One thing that many open source communities have to handle is supporting whatever is built. People will come to the maintainers with legitimate bugs on occasion, but often people will describe problems they’ve encountered as bugs, when they may not be bugs at all. One of the more common communication problems that happens when offering support is what is referred to as “The X/Y Problem”. We’re going to take a look at what this pattern entails and how to resolve it.
The X/Y Problem is when someone asks for help with their solution instead of asking for help with the underlying problem. That is, they are trying to solve X and they believe that Y should work. When they run into trouble, they ask for help with Y when they need help with X. It is often the case that Y is much more complex than the typical solution and leads to confusing questions and non-sequiturs that make the process much more time consuming. If you ever get the feeling that someone is trying to do something that is pointlessly hard, sometimes described as “like nailing jelly to a tree” or “ice-skating uphill”, you might be encountering an X/Y problem.

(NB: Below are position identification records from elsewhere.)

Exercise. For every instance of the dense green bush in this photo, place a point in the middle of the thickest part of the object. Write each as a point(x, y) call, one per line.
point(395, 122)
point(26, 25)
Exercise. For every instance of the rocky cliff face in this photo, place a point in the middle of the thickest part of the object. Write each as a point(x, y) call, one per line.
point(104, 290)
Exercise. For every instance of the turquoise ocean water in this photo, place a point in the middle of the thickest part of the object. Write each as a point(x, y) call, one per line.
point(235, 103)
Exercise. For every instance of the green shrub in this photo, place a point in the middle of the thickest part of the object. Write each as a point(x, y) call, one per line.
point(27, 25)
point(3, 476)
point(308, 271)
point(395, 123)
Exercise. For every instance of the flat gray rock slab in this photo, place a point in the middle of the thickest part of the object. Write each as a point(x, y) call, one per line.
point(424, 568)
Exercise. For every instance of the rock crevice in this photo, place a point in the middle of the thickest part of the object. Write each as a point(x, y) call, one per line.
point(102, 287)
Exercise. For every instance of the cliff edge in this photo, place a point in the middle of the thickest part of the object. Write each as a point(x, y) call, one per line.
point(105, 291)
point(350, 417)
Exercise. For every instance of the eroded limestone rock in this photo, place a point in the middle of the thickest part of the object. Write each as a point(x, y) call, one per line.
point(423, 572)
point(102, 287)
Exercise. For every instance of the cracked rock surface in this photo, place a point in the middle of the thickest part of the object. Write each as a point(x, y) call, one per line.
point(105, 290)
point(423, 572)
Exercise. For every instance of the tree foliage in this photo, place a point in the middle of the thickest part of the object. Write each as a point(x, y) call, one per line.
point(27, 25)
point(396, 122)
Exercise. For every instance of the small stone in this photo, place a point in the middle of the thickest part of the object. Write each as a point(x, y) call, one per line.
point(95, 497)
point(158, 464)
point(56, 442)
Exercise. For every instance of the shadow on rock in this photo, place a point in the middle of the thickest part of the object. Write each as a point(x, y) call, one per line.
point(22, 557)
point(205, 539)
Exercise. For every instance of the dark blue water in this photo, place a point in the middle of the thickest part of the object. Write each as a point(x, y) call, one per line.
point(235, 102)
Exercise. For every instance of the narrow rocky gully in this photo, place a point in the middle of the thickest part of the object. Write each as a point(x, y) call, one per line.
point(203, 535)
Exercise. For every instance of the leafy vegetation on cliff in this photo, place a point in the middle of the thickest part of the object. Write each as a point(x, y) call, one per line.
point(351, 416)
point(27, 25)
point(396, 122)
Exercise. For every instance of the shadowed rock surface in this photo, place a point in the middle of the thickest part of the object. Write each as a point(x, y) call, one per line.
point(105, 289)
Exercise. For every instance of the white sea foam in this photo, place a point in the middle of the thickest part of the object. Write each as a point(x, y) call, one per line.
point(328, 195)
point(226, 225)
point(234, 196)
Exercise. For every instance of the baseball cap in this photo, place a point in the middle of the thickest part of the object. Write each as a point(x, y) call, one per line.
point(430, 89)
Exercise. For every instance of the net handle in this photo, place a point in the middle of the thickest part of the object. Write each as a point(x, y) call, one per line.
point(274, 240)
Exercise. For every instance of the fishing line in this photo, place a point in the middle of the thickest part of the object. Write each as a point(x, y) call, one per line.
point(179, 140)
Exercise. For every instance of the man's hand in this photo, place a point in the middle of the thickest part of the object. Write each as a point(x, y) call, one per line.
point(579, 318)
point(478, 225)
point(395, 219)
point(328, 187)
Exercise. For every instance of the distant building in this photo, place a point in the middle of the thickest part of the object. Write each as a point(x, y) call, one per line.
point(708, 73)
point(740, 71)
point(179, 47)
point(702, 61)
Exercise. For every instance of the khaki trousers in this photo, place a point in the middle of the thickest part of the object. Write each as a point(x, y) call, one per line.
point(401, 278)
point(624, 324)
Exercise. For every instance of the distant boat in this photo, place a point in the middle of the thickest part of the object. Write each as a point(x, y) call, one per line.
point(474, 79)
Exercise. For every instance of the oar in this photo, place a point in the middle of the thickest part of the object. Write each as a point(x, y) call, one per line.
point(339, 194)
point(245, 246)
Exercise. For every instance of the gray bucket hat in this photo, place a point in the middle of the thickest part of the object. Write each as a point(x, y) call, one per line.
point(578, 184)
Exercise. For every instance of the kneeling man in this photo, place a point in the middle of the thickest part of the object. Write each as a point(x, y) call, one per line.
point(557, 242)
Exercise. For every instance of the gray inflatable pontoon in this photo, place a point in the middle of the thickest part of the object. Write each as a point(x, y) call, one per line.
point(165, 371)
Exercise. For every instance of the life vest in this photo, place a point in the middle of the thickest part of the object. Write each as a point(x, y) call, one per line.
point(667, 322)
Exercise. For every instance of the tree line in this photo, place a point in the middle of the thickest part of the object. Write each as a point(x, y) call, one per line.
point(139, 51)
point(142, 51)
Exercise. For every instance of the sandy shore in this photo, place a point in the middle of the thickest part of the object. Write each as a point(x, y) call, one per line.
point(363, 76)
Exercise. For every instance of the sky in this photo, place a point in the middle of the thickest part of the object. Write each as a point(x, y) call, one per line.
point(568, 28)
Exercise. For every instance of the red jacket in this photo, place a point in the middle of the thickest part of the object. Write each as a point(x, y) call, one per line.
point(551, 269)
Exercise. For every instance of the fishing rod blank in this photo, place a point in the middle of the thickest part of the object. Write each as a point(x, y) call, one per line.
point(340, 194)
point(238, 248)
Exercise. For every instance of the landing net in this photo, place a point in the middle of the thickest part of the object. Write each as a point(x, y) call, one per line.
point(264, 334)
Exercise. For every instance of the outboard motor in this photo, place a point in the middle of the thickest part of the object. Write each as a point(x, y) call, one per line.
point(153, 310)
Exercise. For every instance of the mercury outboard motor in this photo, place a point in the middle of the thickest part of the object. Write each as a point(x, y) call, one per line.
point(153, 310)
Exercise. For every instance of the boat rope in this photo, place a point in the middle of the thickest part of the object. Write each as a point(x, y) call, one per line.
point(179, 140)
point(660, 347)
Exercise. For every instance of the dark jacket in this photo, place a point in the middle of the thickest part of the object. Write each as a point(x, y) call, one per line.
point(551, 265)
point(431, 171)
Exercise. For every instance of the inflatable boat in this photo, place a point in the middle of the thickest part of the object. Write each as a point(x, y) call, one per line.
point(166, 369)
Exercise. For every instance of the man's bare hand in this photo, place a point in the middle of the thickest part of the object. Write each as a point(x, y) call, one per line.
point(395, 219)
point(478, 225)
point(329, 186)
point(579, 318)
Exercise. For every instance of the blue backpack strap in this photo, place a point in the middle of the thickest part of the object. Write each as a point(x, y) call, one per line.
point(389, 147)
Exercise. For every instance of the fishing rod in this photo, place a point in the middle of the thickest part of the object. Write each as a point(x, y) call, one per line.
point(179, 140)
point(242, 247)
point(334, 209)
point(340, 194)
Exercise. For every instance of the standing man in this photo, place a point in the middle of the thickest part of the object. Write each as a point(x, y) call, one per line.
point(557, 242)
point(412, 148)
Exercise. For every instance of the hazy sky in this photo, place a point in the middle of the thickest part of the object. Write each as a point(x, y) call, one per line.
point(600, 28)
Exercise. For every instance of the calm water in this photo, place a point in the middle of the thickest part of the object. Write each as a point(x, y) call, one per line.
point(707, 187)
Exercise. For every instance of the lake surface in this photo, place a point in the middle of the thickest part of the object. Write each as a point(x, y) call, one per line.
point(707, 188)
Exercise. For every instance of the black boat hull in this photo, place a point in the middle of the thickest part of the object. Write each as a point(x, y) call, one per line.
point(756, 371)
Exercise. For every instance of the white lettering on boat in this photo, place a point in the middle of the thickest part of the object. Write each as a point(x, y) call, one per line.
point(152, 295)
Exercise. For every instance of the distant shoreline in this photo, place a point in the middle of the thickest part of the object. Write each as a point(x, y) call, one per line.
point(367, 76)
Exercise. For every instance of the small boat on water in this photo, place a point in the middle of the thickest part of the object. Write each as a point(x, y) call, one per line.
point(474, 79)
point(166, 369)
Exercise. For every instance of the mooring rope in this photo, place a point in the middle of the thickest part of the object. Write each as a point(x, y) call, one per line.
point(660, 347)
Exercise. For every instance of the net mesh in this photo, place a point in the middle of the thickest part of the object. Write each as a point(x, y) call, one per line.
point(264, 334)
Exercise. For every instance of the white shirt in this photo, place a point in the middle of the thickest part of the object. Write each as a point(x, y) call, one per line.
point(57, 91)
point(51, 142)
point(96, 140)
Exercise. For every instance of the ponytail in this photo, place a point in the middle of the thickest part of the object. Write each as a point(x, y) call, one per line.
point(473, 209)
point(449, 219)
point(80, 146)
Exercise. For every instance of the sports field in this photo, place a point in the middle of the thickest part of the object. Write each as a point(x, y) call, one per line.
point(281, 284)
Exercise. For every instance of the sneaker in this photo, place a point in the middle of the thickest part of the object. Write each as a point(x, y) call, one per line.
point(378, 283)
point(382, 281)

For example, imagine that someone is trying to print a document. Nothing comes out of the printer and they’re certain they saw paper go in, so they’re convinced that what is causing the problem is a paper jam. They’ve looked in all the normal places and couldn’t find any stuck paper, so now they’re asking for help disassembling their printer. Perhaps they say something like, “I can’t get my printer to print, so I need the disassembly manuals for printer model ABC.” This is where many support people will ask the fateful question, “Is the printer connected to the computer?” Why do they ask something so obvious? Because of situations just like the printer problem, where someone is predisposed to solve the problem in a specific way that blinds them to the real solution. This is referred to as the Einstellung effect.
Much of the time, I find that simply asking, “Can you describe the original problem you are trying to solve?” is enough to get people to take a step back and give me the information that I need to better help them. Unfortunately, this problem is particularly challenging when the person asking for help believes they know more than you. In this case, the requester will often rebuke attempts to ask more clarifying questions to get a better picture of what is going on, seeing it as a waste of time. When I have found myself in this kind of situation, I will sometimes play along until the requester reaches a point of frustration or some other teachable moment. This is when I will take the opportunity to ask to start over and have them describe everything from the beginning.
I hope this helps people recognize this pattern more readily so that, when you are supporting people in your community, you can get to the root of the problem faster and help more efficiently. It can be a real time and stress saver. Do you have examples of the X/Y problem that you’ve run into? How did you handle it? Do you think you might handle it differently in the future now?